1. Der Weg ins Tal lief die Dorfstraße hinunter, am Friedhof vorbei. Es war immer frühmorgens in den Sommerferien, wenn ich mit den Kühen ins Tal ging. Und hinterm Friedhof hörte das Dorf auf. Oder schon vor dem Friedhof, wenn man die Toten nicht mehr dazuzählen wollte. Den Dorfweg ging ich abwesend. Die Kühe kannten ja den Weg so gut wie ich. Erst wenn die Felder kamen, wachten meine Augen auf. Der Weg ins Tal verließ das Dorf, aber noch mehr verließ das Dorf mich. Ich trat in eine andere Wirklichkeit. Mit den Kühen war man allein. Ein Weideplatz reichte höchstens für zwei, drei Kühe. Jedes Kind musste mit seinen Kühen woanders hin.

Ich weiß nicht, ob ich einsam war, weil ich das Wort nicht kannte. In der Dorfsprache gab es nur das Wort allein. Und im Dialekt heißt das alleinig. Es hat eine Silbe mehr, nimmt sich ein bisschen mehr Zeit und klingt trauriger als allein. Weil ich das Wort einsam nicht kannte, kannte das Wort mich auch nicht. Ich wurde nicht zu dem, was das Wort bedeutet. Es schaute mir nicht in den Kopf, wollte gar nicht wissen, was ich tu und wie ich dabei bin. Manchmal macht es die Dinge einfacher, wenn man im Kopf nicht weiß, wie man gerade ist. Die Hilflosigkeit ging vielleicht nicht weg, aber ich wurde nicht von ihr angesprochen. Ich vergaß das Dorf mit den Menschen, war mit den Füßen und mit dem Kopf jetzt in einem Dorf aus Pflanzen. Hier im Tal waren sie die Bewohner.

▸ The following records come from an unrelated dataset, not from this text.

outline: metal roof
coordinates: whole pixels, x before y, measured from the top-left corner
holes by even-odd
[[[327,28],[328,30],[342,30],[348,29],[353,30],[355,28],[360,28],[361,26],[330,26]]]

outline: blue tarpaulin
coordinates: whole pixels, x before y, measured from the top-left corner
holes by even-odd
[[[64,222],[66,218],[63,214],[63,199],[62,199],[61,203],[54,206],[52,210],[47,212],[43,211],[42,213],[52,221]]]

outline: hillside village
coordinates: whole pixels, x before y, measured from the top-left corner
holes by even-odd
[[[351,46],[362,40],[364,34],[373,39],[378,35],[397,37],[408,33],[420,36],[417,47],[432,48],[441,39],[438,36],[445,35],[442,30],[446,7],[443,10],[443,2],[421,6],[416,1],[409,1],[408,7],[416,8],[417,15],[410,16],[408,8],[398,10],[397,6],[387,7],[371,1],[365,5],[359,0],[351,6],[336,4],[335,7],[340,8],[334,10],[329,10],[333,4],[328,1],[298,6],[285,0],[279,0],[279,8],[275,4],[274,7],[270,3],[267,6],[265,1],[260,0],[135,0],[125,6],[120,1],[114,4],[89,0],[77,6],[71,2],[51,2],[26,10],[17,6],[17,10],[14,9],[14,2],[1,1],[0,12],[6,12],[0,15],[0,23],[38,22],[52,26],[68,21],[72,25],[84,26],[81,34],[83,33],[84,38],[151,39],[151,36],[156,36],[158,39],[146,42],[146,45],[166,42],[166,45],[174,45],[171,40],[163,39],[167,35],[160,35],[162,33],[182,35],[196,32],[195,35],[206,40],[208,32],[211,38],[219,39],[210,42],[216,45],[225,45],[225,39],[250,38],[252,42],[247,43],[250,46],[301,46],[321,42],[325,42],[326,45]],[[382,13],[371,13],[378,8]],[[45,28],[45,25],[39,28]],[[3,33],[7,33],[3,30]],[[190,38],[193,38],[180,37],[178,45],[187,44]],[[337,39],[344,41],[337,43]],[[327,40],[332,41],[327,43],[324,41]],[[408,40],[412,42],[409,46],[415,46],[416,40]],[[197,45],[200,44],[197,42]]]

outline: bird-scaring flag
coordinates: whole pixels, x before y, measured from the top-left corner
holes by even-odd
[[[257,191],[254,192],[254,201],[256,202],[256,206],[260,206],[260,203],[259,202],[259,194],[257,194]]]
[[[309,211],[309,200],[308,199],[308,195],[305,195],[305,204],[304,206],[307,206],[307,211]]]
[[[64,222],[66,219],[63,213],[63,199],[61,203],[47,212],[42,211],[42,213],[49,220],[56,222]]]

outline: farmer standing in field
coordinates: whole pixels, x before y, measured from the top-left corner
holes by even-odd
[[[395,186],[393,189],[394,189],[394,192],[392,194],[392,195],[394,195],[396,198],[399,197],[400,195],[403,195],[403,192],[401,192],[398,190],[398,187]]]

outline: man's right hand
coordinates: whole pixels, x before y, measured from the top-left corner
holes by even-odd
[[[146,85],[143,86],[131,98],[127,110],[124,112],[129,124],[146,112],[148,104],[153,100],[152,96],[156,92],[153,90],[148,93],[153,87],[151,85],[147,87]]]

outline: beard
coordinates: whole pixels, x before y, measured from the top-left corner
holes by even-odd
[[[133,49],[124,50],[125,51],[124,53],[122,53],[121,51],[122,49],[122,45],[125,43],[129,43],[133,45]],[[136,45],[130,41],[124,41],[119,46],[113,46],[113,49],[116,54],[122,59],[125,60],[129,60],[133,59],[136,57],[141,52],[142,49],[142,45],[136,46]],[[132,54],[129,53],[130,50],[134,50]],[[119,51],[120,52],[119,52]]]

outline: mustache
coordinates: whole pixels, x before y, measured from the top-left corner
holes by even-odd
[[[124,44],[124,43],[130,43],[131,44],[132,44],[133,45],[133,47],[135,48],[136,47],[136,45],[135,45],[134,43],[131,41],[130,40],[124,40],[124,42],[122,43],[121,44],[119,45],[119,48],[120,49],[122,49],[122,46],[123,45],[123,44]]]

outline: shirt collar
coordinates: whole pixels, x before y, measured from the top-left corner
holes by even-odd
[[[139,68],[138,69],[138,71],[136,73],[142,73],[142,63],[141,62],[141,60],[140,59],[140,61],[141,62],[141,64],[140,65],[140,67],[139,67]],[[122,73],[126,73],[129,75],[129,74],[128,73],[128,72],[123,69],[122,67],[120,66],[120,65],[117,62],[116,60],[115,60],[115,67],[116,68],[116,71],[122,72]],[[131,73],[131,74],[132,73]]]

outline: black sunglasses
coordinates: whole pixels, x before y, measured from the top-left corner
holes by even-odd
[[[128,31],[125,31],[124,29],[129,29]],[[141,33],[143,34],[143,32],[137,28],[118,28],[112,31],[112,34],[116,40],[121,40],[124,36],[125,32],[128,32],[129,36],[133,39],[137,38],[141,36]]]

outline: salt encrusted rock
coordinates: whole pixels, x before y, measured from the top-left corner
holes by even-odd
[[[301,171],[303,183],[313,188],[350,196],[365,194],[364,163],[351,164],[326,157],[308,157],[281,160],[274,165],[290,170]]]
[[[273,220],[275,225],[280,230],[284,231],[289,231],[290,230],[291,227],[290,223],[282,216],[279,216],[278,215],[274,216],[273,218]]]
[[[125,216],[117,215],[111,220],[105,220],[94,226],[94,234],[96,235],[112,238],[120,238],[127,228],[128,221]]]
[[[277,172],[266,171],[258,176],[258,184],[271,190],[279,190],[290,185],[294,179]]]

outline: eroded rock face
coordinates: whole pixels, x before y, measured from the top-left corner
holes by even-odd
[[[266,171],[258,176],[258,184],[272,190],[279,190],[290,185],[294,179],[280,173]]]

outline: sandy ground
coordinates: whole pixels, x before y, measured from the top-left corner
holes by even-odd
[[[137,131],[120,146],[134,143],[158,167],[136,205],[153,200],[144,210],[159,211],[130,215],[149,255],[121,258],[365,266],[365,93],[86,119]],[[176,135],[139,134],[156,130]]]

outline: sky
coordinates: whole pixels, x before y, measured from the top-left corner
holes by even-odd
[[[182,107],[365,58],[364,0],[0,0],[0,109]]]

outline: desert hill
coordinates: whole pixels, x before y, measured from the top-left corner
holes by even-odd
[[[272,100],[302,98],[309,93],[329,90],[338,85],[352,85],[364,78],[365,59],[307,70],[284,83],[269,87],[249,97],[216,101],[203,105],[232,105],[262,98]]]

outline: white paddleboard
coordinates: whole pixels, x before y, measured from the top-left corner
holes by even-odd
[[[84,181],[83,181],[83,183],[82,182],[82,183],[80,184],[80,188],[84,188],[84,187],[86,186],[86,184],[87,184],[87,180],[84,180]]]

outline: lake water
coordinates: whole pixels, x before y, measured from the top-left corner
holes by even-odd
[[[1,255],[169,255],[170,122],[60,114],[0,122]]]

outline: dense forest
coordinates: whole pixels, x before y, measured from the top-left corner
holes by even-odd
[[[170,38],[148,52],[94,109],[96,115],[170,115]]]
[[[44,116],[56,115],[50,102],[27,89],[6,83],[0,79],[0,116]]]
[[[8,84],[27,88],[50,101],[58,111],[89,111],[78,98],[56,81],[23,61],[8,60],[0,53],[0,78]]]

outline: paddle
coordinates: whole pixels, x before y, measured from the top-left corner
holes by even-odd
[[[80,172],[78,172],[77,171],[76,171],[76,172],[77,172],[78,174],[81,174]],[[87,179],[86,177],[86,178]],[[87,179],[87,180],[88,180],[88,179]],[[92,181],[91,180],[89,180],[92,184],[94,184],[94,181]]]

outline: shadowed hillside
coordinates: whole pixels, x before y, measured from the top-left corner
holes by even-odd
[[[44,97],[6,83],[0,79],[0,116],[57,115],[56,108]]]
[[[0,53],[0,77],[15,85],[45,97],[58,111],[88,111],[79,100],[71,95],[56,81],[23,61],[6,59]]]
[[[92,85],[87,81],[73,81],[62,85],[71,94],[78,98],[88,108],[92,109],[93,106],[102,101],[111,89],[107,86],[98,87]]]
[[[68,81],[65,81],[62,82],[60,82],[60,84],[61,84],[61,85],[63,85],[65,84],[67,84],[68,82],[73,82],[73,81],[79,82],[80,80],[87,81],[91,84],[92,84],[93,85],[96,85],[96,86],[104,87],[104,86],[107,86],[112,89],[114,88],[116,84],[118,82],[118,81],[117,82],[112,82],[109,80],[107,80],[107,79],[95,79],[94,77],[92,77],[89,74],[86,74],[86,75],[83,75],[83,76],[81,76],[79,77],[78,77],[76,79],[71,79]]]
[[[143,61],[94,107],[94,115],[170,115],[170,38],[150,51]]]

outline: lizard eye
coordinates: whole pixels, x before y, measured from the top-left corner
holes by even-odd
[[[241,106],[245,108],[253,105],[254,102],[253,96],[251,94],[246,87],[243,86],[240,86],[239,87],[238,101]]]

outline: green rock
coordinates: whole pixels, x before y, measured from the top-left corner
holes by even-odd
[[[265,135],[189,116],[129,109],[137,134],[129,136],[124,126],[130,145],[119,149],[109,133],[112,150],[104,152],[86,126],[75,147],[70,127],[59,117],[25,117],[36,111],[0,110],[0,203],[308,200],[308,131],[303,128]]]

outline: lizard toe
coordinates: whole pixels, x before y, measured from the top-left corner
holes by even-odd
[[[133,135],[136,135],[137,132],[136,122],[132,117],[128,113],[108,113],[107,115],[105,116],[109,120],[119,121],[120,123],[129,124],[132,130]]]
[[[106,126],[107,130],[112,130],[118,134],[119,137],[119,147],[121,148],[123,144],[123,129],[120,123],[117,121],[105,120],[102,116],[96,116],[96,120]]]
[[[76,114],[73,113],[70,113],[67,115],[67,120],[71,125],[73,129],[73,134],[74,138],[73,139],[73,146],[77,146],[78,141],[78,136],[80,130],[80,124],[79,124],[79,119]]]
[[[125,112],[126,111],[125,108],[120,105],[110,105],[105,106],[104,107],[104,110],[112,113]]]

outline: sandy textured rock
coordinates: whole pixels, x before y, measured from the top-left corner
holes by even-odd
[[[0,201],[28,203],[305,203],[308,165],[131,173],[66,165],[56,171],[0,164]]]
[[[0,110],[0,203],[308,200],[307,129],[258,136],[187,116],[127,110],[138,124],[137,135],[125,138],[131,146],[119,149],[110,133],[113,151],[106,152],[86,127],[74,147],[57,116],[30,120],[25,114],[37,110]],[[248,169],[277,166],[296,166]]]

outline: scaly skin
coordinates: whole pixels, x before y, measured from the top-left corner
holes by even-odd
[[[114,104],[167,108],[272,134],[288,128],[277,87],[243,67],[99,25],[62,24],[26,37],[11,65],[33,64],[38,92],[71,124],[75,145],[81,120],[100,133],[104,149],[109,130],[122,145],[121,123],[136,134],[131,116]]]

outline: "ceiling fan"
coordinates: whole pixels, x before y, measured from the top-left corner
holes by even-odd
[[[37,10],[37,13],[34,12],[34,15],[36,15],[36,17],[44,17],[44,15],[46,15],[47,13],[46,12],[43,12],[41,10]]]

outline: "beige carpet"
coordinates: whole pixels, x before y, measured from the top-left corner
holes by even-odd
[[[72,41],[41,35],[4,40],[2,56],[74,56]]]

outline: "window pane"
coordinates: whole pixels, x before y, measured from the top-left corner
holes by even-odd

Der Geheimdienst wollte mich zu Spitzeldiensten zwingen

Ich war bis abends eingeschlossen im Dorf der Pflanzen. Ich wollte zu ihnen gehören und inszenierte mit ihnen ein normales Dorfleben. Ich sprach laut mit ihnen, pflückte sie, legte sie nebeneinander, verglich sie, kostete, wie sie schmecken, sortierte sie nach Eigenschaften. Sie hatten Hände und Beine, Haare, Augen und Nasen im Gesicht. Sie waren mager, dick, frech oder scheu wie Menschen. Ich ließ sie miteinander lachen oder streiten, sich verstecken. Ich verheiratete sie, wenn ihre Gesichter zueinanderpassten. Ich sah, wie sie alt und krank wurden. Wie die schulterhohen Milchdisteln weiße Federn kriegten. Und an feuchten Tagen klebten sich die Federn in seltsamen Schleiern aneinander, wie Gespenster. An langen weißen Fäden flogen Puppen durch die Luft. Und die Federpuppen waren ihre Seelen. Ich wusste zwar nicht, was eine Seele ist, aber ich kannte dieses Wort aus der Kirche. Und so kannte das Wort auch mich und es schaute mir in den Kopf.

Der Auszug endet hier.